In this week’s issue… Morning icon copes with changing times – Bell’s big branding move – All-digital AM launches near NYC – Sinclair cuts still hitting – NJ’s Rafter retires – Hamilton steps back
By SCOTT FYBUSH
Jump to: ME – NH – VT – MA – RI – CT – NY – NJ – PA – Canada
(Monday midday update: iHeart in Boston made another move at noon today, pulling the plug on the R&B format at WKAF 97.7 and replacing “97-7 the Beat” with the company’s “Rumba” Spanish hits format. Much more in the next NERW…)
*Longevity in radio is a rare and special thing, isn’t it? Only a handful of broadcasters get to reach the 40-year mark, especially with a single station. It takes a lot of luck, of course, to land the right combination of stable format and ownership – and it takes a lot of talent, not only to sound good at the start of your career but to know how to adapt to a changing industry and a changing listener base as time rolls on.
For decades, Matt Siegel of Boston’s WXKS-FM (Kiss 108) has been one of the paragons of radio longevity, surviving and thriving as the star of “Matty in the Morning” while other morning radio voices – even legendary ones – came and went around him. A 71-year-old jock still playing today’s hits? It’s rare, but not impossible, and Siegel managed to stay relatable to audiences less than half his age with a distinct lack of major controversy… right up until Wednesday morning.
That, of course, is when Siegel – in his own words – “snapped” over a story that’s not particularly uncommon in today’s music scene, the announcement by Demi Lovato that they’ve become non-binary. As Siegel began riffing on the story, calling “the whole binary thing” a “joke,” managers at the iHeart-owned station (which had booked Lovato as one of the star artists at its upcoming awards show) began telling him to stop, and it got ugly fast: Siegel abruptly told his audience he was “ending my portion of the radio show.”
“I love my listeners … and it’s been a hell of a run, but I think it’s coming to an end,” Siegel said before leaving the studio. The rest of Wednesday morning’s show ran jockless as rumors swirled that Siegel’s departure was permanent, but his absence turned out to be brief: with a multi-million dollar salary at stake, Siegel was back on the air Thursday, though still edgy about Wednesday’s outburst and its fallout.
The Wednesday show, unsurprisingly, wasn’t posted as a podcast on the Kiss website, which drew Siegel’s ire – not just against iHeart (“I guess maybe iHeart doesn’t have my back. Maybe I was right yesterday”) but against one of his sidekicks, Rebekah “Bex” Maroun, who tried to explain to Siegel that the decision to not post the audio came from several levels up in management.
“You need to stop. Turn your mic off. Turn it off. Turn it off,” Siegel told Maroun, who didn’t return to the show on Friday but was back Monday morning.
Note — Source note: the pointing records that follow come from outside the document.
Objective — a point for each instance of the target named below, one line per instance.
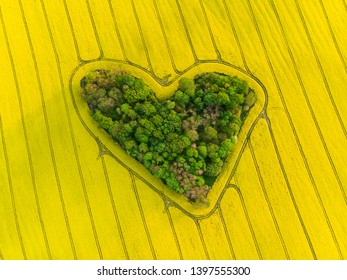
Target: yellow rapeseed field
(67, 191)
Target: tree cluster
(183, 140)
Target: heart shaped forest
(183, 140)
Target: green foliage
(183, 141)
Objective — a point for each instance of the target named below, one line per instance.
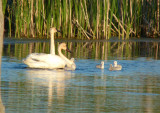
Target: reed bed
(82, 19)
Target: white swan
(49, 61)
(101, 65)
(115, 67)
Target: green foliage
(82, 18)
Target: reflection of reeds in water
(95, 19)
(89, 50)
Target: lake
(135, 89)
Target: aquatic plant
(82, 19)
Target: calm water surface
(134, 89)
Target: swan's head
(115, 63)
(102, 62)
(72, 59)
(64, 47)
(53, 30)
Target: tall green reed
(83, 19)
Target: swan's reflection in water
(54, 80)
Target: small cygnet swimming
(101, 66)
(115, 67)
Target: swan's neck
(52, 46)
(62, 56)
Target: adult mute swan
(101, 66)
(49, 61)
(115, 67)
(53, 30)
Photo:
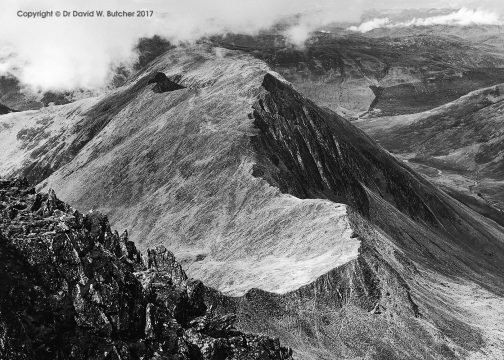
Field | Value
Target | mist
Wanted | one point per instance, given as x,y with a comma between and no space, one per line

What happens now? Some of it is grimly predictable: the defense from some corners (largely outside the Kiss target demographic) echoing Siegel’s Wednesday complaints that “woke” culture is keeping him from being “a funny comic, telling it like it is about what he’s thinking.” It’s true, of course, that Siegel probably can’t say some of the things he could have said at the start of his career, or even a decade ago – but it’s equally true that the world has changed, and that the expectations and values of the younger audience Kiss hopes to reach have shifted. That’s true not only of social issues like the gender identity that tripped him up, but also of issues of workplace equity, and there’s a big chunk of would-be Kiss listeners who aren’t going to react well to the bullying tone in Siegel’s on-air beratement of Maroun. (Read on for another story of how changing workplace values appear to have ended a long career in another big market last week.)
Can Siegel find a way to mend those fences and adapt so he can stick around for the last act of his long career and go out as the respected veteran he’s always been? Or will his ire keep growing – and will iHeart management come to see him as more of a liability to the Kiss audience and format than an asset? It’s not the way anyone, least of all Siegel, probably wanted this to end, nor is it in iHeart’s best interests to lose him, without any obvious successor in the wings. (Even in an age of syndicated talent, the company no doubt realizes that Kiss is more successful with a strong local morning show than it would be if, say, it plugged in the New York-based Elvis Duran.)